The U.S. Environmental Protection Agency (EPA) postponed until 2020 new limits on toxic metals and other pollutants in the wastewater of coal-fired power plants, Reuters reported.
EPA Administrator Scott Pruitt said in a statement that the move “resets the clock” for the effluent guidelines for power plants, providing relief to the plants from existing regulatory deadlines while the agency studies the regulation. Previously, plants were to comply with the rule by Nov. 1, 2018 but this decision moves that deadline to Nov. 1, 2020.
The rule, which the Obama administration finalized in 2015, set new limits on metals linked to human health problems including lead, mercury and arsenic in the waste water of the coal-fired plants.
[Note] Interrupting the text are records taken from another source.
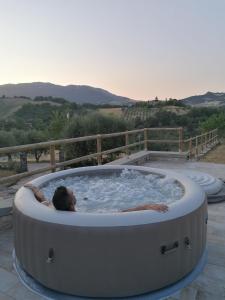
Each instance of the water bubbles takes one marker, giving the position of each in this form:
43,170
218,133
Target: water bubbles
115,192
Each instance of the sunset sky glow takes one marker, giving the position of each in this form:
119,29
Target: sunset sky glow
134,48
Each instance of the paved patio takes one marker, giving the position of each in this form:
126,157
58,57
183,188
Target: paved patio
210,285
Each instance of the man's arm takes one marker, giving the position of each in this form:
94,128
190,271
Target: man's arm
156,207
37,193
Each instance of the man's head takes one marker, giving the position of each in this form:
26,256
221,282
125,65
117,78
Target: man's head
64,199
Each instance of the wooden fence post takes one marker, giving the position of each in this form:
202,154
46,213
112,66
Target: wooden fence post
181,139
52,157
196,147
127,142
190,148
145,139
99,149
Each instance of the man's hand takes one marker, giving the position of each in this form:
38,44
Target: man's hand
156,207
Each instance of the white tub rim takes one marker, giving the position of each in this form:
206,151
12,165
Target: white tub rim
193,198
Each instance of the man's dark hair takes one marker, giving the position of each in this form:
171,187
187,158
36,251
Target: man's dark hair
61,199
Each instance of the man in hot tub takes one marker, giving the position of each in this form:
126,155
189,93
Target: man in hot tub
64,199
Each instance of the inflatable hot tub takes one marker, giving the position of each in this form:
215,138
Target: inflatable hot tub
110,254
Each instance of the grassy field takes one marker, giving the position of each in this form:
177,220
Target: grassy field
117,111
9,106
216,155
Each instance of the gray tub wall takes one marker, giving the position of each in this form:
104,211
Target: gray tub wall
109,261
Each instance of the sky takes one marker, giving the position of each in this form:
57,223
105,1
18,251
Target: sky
134,48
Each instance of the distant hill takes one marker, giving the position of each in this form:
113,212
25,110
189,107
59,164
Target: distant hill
8,106
73,93
207,100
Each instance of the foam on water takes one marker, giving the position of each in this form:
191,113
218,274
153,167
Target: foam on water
114,192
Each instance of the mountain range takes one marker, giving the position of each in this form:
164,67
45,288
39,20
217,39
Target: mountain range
73,93
207,100
87,94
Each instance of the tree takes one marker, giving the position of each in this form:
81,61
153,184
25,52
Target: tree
6,140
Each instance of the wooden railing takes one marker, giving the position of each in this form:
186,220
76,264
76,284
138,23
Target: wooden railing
200,144
145,133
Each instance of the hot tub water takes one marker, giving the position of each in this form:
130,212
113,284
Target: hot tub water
114,192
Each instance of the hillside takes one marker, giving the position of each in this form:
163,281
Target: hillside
8,106
73,93
207,100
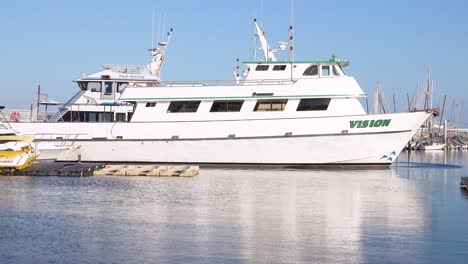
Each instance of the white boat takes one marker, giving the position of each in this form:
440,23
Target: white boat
283,113
16,152
433,146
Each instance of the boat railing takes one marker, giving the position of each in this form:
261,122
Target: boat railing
23,115
198,83
64,139
130,69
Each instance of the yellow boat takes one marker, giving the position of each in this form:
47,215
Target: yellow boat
16,153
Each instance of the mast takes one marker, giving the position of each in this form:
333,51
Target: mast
267,52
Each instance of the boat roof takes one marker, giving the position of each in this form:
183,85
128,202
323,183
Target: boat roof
16,138
334,62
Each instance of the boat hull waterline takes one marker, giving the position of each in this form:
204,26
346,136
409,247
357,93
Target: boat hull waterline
300,141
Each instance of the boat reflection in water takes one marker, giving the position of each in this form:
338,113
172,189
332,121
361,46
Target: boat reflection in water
274,216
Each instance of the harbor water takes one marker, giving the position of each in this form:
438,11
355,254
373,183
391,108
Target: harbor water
414,212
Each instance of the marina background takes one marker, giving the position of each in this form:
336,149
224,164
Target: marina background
54,42
414,212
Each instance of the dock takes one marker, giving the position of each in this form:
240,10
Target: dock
148,170
85,169
464,183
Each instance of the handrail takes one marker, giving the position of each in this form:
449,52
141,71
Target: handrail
200,83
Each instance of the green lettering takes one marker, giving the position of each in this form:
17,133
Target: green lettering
365,123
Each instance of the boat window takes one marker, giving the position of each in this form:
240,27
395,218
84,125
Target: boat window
120,117
84,116
121,86
93,86
226,106
279,67
270,105
107,88
262,67
313,104
335,71
325,70
311,71
183,107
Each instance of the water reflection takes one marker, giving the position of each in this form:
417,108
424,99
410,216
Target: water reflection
409,213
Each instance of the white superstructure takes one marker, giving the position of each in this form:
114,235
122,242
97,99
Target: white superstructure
273,113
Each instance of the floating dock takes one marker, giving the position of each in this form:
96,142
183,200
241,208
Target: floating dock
77,169
464,183
148,170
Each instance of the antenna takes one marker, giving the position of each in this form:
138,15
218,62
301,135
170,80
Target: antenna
152,31
261,13
159,26
164,22
291,33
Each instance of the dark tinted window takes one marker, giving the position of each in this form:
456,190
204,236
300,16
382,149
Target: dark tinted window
313,104
279,67
226,106
262,67
121,86
311,71
183,106
270,105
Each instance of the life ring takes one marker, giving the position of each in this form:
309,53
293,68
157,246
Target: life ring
15,116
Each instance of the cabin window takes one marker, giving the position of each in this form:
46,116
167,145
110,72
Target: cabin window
262,67
93,86
107,88
183,107
120,117
270,105
84,116
313,104
279,67
335,71
226,106
121,86
325,70
311,71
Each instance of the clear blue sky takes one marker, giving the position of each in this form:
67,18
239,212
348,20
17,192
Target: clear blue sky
54,42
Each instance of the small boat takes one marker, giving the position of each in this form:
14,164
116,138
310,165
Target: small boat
433,146
16,152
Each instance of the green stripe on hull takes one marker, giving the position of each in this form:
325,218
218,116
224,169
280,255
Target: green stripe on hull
246,97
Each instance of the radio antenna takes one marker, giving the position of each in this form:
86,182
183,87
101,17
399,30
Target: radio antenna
152,31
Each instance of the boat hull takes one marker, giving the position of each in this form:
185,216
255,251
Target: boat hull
327,141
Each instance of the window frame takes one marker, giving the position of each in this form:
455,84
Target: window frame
322,70
227,106
172,104
262,67
310,67
303,107
283,103
281,67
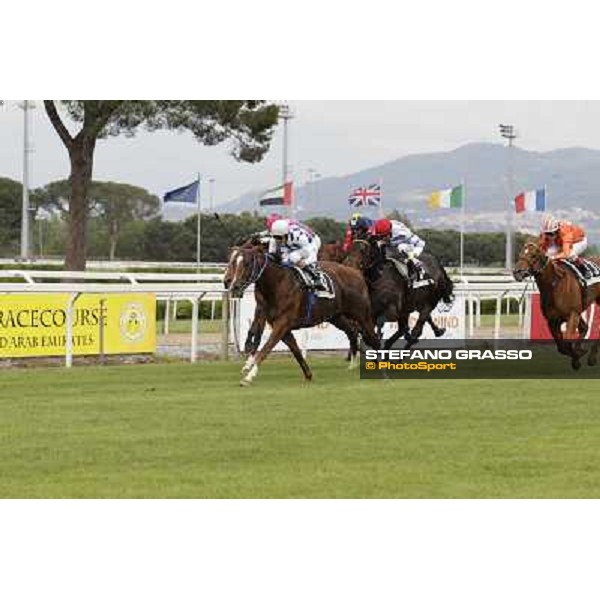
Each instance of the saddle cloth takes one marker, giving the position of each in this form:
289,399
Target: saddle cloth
324,282
586,271
422,279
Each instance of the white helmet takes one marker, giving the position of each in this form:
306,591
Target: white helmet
280,227
550,224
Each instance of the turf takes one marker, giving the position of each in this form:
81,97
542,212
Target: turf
188,431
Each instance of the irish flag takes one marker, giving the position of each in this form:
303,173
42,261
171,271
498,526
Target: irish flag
450,198
281,196
532,201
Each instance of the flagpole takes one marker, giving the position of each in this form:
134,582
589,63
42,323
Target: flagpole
198,226
462,226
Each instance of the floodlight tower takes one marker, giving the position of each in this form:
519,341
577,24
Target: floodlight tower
508,133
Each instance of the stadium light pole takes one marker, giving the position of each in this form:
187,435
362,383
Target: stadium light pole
211,193
508,133
25,105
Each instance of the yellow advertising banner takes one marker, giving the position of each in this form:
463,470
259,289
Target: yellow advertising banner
35,324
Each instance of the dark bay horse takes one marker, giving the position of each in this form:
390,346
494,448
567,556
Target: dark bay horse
257,327
563,300
392,298
288,306
332,251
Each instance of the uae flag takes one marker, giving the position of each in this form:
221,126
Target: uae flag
279,196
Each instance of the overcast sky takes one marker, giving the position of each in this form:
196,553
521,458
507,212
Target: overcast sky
332,137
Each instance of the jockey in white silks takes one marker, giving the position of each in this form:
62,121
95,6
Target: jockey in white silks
396,235
298,244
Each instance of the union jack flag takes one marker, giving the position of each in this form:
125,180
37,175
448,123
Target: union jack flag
366,196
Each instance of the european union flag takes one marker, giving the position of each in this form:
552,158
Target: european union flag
187,194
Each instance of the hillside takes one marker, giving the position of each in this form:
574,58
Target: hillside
572,177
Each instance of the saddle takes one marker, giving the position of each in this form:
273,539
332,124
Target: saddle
315,280
586,271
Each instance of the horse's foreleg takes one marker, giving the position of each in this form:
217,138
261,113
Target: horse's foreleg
280,329
290,342
367,329
255,332
593,355
417,330
253,340
345,325
437,331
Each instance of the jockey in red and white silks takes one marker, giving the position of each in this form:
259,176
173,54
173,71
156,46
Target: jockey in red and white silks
400,237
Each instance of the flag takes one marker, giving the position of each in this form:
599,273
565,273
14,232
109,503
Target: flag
369,196
531,201
450,198
281,195
187,194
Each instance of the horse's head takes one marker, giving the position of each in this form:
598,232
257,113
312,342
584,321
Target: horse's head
245,266
530,262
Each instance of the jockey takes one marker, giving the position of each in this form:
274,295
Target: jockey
358,227
397,236
561,239
299,245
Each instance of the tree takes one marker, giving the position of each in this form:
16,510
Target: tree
119,204
115,205
11,193
248,124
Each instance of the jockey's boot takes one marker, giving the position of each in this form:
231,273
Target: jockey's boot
582,267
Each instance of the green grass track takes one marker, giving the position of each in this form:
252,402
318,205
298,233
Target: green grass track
188,431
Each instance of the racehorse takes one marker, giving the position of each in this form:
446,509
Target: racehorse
392,298
288,306
563,300
257,327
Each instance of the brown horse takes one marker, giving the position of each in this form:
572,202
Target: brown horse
391,296
563,300
256,329
288,306
333,251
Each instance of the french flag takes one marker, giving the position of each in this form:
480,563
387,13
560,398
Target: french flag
532,201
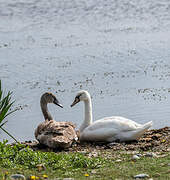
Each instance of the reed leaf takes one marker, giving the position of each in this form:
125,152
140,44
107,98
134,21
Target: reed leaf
5,105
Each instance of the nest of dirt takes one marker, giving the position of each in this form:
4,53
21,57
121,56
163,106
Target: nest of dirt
154,140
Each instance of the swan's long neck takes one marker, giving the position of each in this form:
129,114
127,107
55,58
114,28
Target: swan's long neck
88,118
44,108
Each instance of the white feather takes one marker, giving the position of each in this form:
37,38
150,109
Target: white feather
109,128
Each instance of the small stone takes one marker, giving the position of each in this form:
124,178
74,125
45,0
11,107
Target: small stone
150,154
135,157
141,176
17,177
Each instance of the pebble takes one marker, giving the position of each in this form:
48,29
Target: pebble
141,176
150,154
17,177
135,157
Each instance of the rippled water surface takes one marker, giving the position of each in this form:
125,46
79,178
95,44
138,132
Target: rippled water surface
117,50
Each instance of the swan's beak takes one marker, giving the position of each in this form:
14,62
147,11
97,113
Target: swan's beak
75,102
57,103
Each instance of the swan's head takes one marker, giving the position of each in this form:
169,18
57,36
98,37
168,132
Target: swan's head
50,98
81,96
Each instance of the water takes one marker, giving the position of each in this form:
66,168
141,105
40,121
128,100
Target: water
117,50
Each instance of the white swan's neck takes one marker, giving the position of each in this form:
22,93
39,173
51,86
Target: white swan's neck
88,115
44,108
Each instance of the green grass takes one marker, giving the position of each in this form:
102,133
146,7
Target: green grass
20,159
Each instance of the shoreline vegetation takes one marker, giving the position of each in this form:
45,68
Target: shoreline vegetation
149,158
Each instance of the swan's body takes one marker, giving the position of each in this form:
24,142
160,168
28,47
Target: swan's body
107,129
51,133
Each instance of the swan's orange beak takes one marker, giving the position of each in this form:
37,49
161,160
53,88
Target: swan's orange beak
57,103
75,102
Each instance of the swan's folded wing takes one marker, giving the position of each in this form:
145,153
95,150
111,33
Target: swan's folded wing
116,123
100,134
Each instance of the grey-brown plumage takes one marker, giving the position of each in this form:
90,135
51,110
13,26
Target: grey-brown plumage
52,133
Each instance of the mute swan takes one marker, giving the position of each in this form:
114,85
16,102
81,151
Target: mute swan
51,133
107,129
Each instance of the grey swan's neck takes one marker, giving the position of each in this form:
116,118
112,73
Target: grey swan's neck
44,108
88,118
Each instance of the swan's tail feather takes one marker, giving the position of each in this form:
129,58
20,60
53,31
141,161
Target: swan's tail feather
143,129
147,125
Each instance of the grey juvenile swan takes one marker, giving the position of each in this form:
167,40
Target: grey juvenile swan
107,129
50,132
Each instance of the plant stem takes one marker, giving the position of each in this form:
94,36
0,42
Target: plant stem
9,134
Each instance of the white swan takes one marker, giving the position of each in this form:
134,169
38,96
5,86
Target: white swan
50,132
107,129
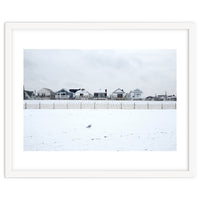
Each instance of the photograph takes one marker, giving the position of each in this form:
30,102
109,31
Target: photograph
99,100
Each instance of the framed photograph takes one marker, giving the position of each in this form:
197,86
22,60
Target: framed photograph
99,99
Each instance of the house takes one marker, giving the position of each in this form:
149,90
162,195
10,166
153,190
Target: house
135,95
100,94
82,94
171,98
63,94
45,93
29,94
73,90
118,94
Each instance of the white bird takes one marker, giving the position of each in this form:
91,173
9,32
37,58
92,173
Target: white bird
89,126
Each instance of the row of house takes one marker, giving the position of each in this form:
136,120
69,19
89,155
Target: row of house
118,94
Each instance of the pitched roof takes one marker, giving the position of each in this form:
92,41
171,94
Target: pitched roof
119,90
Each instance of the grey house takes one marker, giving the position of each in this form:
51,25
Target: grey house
118,94
64,94
100,94
45,93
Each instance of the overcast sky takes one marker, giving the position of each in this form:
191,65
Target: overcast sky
152,71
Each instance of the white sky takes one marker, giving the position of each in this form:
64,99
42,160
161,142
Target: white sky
152,71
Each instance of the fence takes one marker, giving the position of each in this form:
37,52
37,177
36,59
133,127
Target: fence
99,105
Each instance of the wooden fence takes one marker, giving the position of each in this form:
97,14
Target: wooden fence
95,105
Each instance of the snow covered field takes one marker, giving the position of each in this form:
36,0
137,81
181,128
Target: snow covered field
99,130
97,104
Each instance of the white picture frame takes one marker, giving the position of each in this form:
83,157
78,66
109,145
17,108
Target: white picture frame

High levels of mercury in the bloodstream, for instance, can cause learning problems in children.
The EPA estimates that annual compliance costs to coal plants, once the rule goes into effect, will be $480 million. Benefits associated with the pollution reductions will be worth $451 million to $566 million a year, it estimates.
The move is one of a series of actions by the administration of President Donald Trump to roll back more stringent Obama-era environmental standards, particularly affecting the coal and oil industries.
The U.S. Small Business Administration and the Utility Water Act Group had both petitioned the EPA to delay the rule.